There are likely to be several good reasons that real estate will look better to both sellers and buyers in the next year / time of course will tell.
Mortgage rates will remain at historic lows. No doubt interest rates will increase but will still remain at historic lows probably in the 6% range which is well below the historic home mortgage rate of the last forty years which has averaged out closer to 10%. Despite indecision and jawboning in Washington as to what to do about both Fannie Mae and Freddie Mac realistically there will be no economic recovery without housing and there will not be without a secondary market with out Fannie Mae and Freddie Mac. Probability is that nothing concrete will be changed in the coming year which is actually good since the proposals originating from the talking heads in Washington are almost all bad, all anti-housing and all likely to lead to a worse rather than a better housing picture therefore nothing is likely to be done.
At the end of the day we are still Americans and as a group we still want to own homes. Probably the approach to home ownership in some regions of the country will be more basic than it has been in many years, (people will go back to buying housing for well housing rather than speculation), but this is probably a good thing in the long run which would lead to greater stability in the lending sector and more confidence in the consumer sector which will bring more of the average home buyers off the sidelines if they don’t fell like they will loose their house once they buy it. (Fannie Mae has recently done a survey that shows the majority of Americans still believe a home is a safe and usable investment.)
Builders and lenders will begin putting new inventory into the system. Builders have not been able to build profitable for several years and many have been saddled with inventory that appears to be going away. Lenders have put most of their “trash” inventory on the market in the last two years in hope that they could force it through the system as buyers would have little or no choice which in many cases was true. It appears that lenders are making plans to release a significant volume of properties after the New Year that is likely to be of a more competitive quality and well priced.

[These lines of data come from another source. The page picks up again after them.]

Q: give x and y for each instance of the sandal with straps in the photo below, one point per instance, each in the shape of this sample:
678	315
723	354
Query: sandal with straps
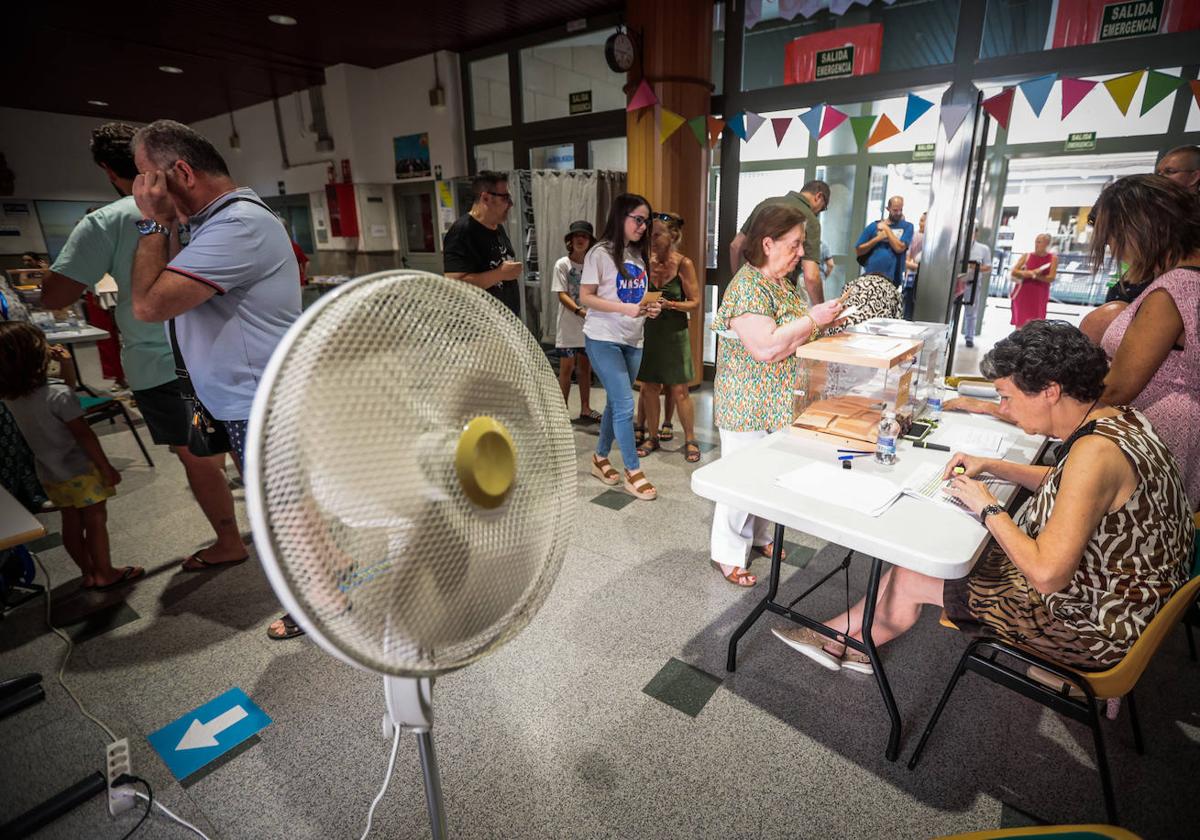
605	471
640	487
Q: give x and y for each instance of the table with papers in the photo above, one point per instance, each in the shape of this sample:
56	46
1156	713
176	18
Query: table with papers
876	510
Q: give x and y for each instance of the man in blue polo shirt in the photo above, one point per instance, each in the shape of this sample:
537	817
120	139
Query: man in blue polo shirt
883	244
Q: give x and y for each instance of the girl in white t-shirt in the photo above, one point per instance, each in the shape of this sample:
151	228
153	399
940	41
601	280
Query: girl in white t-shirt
569	335
613	291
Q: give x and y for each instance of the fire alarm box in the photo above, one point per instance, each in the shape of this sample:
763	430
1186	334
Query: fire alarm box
343	216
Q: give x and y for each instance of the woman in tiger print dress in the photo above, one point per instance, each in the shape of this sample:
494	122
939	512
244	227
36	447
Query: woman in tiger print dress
1102	545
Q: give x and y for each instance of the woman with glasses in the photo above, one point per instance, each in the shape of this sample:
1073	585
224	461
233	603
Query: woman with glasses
666	357
613	292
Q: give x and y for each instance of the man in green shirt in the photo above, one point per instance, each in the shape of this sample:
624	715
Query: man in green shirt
811	199
103	243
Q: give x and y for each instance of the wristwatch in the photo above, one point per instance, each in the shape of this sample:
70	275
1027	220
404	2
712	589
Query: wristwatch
148	226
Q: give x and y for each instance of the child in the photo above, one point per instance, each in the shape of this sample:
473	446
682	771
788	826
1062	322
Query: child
71	463
569	336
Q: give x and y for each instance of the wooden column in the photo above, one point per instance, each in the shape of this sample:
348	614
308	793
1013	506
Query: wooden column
676	39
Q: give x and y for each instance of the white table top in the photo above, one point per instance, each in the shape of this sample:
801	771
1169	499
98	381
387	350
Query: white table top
912	533
17	525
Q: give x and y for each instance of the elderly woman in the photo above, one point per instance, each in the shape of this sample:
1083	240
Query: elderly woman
1062	579
756	367
1032	276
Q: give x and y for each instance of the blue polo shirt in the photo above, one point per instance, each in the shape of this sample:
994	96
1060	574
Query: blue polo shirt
882	259
243	252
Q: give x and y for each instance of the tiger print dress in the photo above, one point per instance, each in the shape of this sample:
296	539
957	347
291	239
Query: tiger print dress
1137	558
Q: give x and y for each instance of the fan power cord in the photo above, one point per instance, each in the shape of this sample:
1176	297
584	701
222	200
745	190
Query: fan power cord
391	766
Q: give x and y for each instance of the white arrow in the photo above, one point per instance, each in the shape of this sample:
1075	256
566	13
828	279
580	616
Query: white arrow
205	735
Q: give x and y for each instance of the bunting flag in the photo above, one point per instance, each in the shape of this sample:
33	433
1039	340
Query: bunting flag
811	119
1037	91
670	124
1122	89
754	123
643	97
915	109
1000	106
883	130
1073	93
714	130
862	127
1158	88
780	124
831	120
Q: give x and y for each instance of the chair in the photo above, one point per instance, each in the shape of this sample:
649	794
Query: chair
97	409
1117	682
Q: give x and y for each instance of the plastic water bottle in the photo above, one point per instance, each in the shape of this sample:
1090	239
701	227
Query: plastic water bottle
886	444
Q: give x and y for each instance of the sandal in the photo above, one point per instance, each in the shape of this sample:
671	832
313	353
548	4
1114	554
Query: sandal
639	485
605	471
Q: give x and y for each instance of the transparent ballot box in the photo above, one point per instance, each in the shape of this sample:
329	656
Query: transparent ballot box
931	363
846	382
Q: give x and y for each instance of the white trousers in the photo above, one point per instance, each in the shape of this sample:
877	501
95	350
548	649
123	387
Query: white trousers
735	531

There is talk of tax cuts. For now the current tax code is in place that allows the interest and taxes on both a principal residence and secondary residence to be deducted from most peoples taxes. The Pushme-pullyou activity makes this too close to call but it would appear that the minds set of the new congress forming in a few days is more likely to manipulate the economy through the tax code than the failed one time direct action that we’ve seen in the last two years. Watch and see but something will probably happen here by late spring for the better.